Ces petits événements me permettent d’aborder le sujet du mouvement social démarré mercredi 11 juin à la SNCF. S’inscrivant dans une lutte contre le projet de loi de la (nouvelle) réforme ferroviaire, la CGT Cheminots, Sud Rail, et FO en appui, reconduisent quotidiennement le mouvement pour vingt quatre heures. Une fois de plus, les revendications syndicales ne trouvent pas partout ni toujours leur auditoire. Encore une fois, les cheminots « prennent en otage » les usagers, et les syndicats « bloquent l’économie du pays ». Une fois de plus, certains radicalisent leurs modes d’actions : la présence d’individus dans les voies entraînant l’interdiction de circulation sur une zone définie revient effectivement à la considérer comme une entrave à la circulation, ce qui n’est pas sans conséquence.
Mais soyons clair : les médias de masse prennent-ils la peine de s’intéresser sérieusement et en profondeur au dossier ? Peut-on connaître leurs motivations réelles lorsque seuls la soi-disant réunification du système ferroviaire et le statut des cheminots sont mis en avant pour justifier cette grève ? Pourquoi n’évoquent-ils pas le pilotage par Activités (Fret d’un côté, Grandes Lignes de l’autre, Proximités (Intercités, TER, Transilien) sur une autre branche de l’arbre encore), avec toutes les conséquences d’organisation que ce découpage entraîne au quotidien, et source en partie de la désorganisation générale orchestrée politiquement dans cette entreprise encore publique à l’origine de nombre de dysfonctionnements vécus sur le terrain par usagers et cheminots, dont nombre de ces derniers, précisons-le bien, sont aussi des usagers ? Pourquoi n’entend-ton pas parler du problème de la dette ferroviaire, que cette réforme ne réglera sans doute pas ? Pourquoi parler de réunification alors qu’il s’agit d’un nouvel éclatement, cette fois en trois EPIC ? Pourquoi ne jamais mentionner la plate-forme unitaire ou contre réforme, proposition écrite à l’initiative de la CGT et de Sud, et soutenue par FO ? Quelle logique y a-t-il derrière ces manœuvres ? Doit-on y voir une volonté de casser l’espoir d’un retour à une entreprise intégrée, à l’image d’une SNCF connue avant 1997 ? A l’instar de « la crise » que nous traversons toujours, l’Europe des directives a bon dos. Le prétexte au tout réforme et au tout restrictif est facile. Je ne peux pas cautionner la désinformation de nos « merdias » contemporains.
D’autre part, il faudrait arrêter de réduire ce genre de mouvement aux syndicalistes, car nombre d’agents non syndiqués participent également aux assemblées générales, manifestations et autres rassemblements.

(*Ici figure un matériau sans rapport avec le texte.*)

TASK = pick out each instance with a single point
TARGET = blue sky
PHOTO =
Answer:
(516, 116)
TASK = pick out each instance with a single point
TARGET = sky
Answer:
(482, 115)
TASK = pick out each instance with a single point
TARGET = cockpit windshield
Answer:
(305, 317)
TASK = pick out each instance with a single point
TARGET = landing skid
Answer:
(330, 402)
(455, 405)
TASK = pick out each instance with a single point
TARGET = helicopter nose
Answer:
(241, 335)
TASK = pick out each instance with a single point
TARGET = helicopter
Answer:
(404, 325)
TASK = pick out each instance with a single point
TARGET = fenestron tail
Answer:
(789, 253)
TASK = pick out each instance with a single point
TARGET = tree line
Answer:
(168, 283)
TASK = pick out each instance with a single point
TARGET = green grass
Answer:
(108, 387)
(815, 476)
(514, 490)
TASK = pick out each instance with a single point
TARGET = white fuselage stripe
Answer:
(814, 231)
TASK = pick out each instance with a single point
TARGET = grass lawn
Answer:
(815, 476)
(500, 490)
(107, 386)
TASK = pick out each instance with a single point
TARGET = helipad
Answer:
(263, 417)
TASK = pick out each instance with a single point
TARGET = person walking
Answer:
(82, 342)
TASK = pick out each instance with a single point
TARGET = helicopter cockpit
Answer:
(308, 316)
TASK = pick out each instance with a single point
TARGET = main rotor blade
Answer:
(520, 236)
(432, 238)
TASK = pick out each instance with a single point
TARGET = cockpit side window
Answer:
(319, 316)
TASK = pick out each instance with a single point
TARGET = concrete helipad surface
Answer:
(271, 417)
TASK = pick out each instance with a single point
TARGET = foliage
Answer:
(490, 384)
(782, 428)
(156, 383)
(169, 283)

Il faudrait également définitivement en finir avec cette expression de prise d’otages, c’en devient insupportable. Les mots ont un sens, ne jouons pas comme ça nous arrange avec la sémantique. Quant au blocage de l’économie, de quelle économie parle-t-on ? Celle-ci n’est-elle pas déjà gravement grippée ? Et dans la lignée du blocage économique, le blocage physique comme la présence sur les voies de ces groupuscules un brin plus radicaux n’est-elle pas la solution ultime avant l’émeute ou la révolte ? Et s’il ne restait plus que ces méthodes pour se manifester publiquement ?

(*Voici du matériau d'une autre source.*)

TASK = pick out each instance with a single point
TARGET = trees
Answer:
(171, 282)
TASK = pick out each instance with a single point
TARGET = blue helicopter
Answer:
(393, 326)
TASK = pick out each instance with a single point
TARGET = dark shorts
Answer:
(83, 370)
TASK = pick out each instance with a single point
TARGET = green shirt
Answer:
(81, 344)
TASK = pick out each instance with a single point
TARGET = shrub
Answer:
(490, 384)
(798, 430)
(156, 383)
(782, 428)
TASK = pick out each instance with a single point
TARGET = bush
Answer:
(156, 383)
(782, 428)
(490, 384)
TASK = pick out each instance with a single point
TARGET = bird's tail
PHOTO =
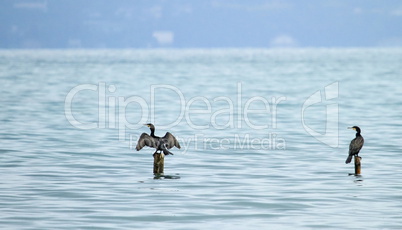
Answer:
(349, 159)
(166, 151)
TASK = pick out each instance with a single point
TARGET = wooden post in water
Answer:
(357, 165)
(158, 163)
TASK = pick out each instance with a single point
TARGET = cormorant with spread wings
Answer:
(159, 143)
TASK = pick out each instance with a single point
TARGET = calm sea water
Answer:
(263, 132)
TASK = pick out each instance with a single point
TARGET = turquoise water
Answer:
(256, 154)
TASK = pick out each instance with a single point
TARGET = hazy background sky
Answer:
(199, 23)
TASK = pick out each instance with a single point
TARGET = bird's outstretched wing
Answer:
(170, 141)
(146, 140)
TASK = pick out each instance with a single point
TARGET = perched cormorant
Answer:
(355, 145)
(159, 143)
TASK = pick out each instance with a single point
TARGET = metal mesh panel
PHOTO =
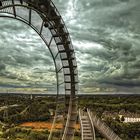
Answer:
(36, 20)
(23, 12)
(47, 35)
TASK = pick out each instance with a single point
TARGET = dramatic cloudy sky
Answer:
(106, 38)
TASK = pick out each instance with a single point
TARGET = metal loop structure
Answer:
(44, 18)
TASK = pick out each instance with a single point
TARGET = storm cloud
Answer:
(106, 38)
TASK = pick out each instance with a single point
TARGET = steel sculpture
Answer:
(44, 18)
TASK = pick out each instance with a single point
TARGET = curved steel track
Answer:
(88, 123)
(44, 18)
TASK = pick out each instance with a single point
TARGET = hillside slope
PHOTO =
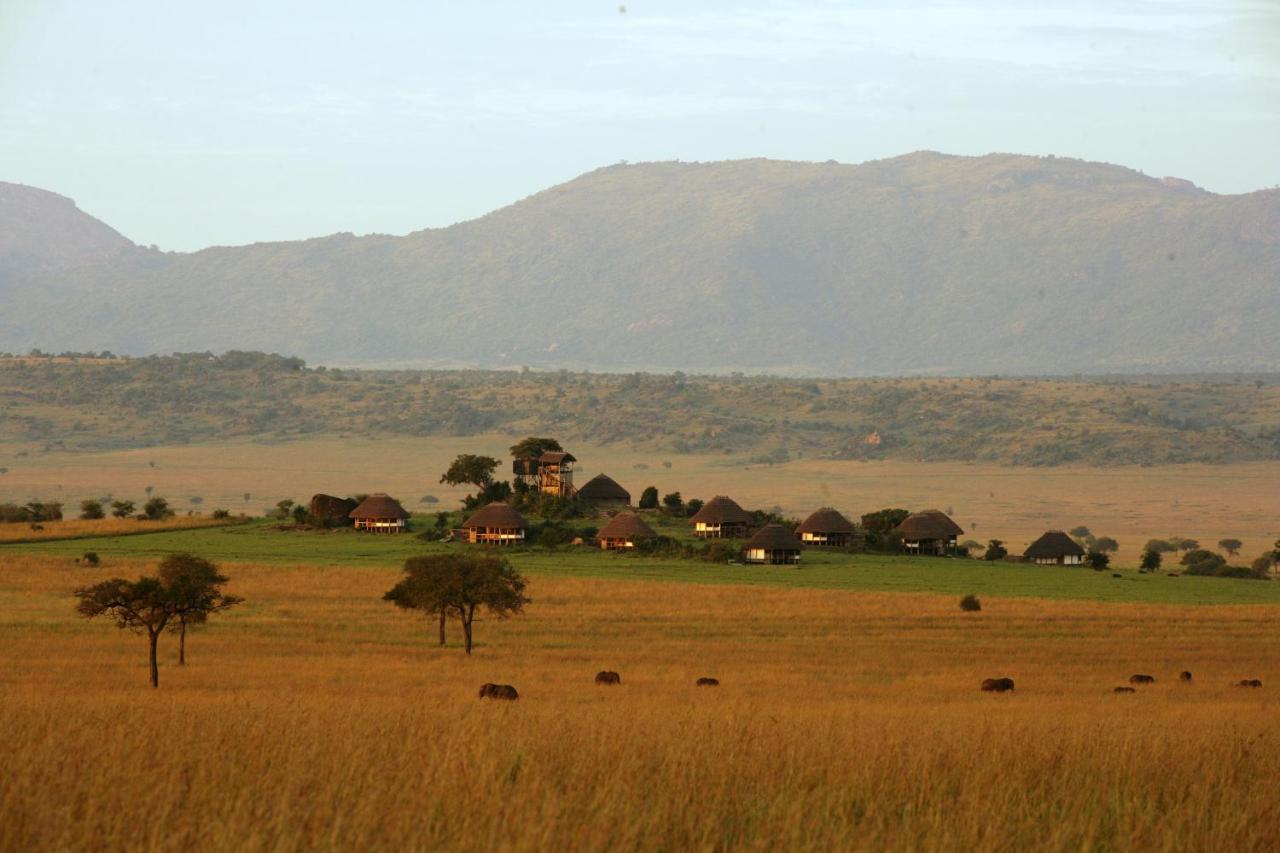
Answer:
(923, 263)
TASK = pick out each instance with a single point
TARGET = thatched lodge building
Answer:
(1055, 548)
(773, 544)
(496, 524)
(379, 514)
(929, 533)
(604, 493)
(827, 528)
(721, 518)
(624, 530)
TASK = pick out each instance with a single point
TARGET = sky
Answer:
(187, 124)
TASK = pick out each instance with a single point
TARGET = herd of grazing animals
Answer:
(1004, 685)
(608, 678)
(604, 678)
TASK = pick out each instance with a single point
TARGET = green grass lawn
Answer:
(260, 543)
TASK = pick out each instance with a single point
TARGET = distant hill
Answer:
(94, 404)
(918, 264)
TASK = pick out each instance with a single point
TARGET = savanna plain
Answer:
(316, 716)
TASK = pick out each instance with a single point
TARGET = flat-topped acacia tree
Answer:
(196, 589)
(142, 606)
(458, 584)
(186, 592)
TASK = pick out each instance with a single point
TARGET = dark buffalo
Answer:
(498, 692)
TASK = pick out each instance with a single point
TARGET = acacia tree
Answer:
(458, 585)
(142, 606)
(996, 550)
(195, 588)
(1105, 544)
(469, 469)
(534, 447)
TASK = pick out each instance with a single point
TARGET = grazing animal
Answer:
(498, 692)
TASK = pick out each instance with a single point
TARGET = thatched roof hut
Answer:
(496, 524)
(624, 530)
(721, 518)
(604, 492)
(775, 544)
(379, 514)
(826, 527)
(1055, 548)
(929, 532)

Force est de reconnaître que l’organisation de l’apparente démocratie dans laquelle nous vivons et ce gouvernement dit de gauche interpellent.
Incivilités – malveillance – sûreté
Signal WC
Train ROPO de 06h20 au départ de Paris Montparnasse, à destination de Rambouillet, dimanche 08 juin 2014
Je monte en machine avec l’agent de conduite qui m’accepte sur le parcours, évitant ainsi les « loulous » à bord des premiers trains du dimanche matin. D’autant que ce jour précisément, ça zone, dans le secteur. Un groupe de « jeunes » s’installe tout en tête, soit immédiatement derrière la locomotive. L’un des membres du groupe a le visage partiellement ensanglanté mais il semble ne pas vouloir solliciter d’aide. Soit. Ca chahute « gentiment » sur le quai. Le départ et le trajet se font sans encombre jusqu’à Versailles Chantiers, d’où nous partons à l’heure pour nous arrêter à l’urgence quelques secondes plus tard : un signal d’alarme vient d’être tiré en tête. La rame engage la zone de sortie de la gare, seules les toutes dernières voitures de queue se trouvent encore à quai. Le temps pour le conducteur de demander une protection vis à vis des trains susceptibles de circuler sur la voie contiguë afin de lui permettre de rejoindre la première voiture pour réarmer le signal tiré, et nous nous prenons une bonne dizaine de minutes dans la vue, qu’il ne rattrapera que partiellement sur la suite du parcours.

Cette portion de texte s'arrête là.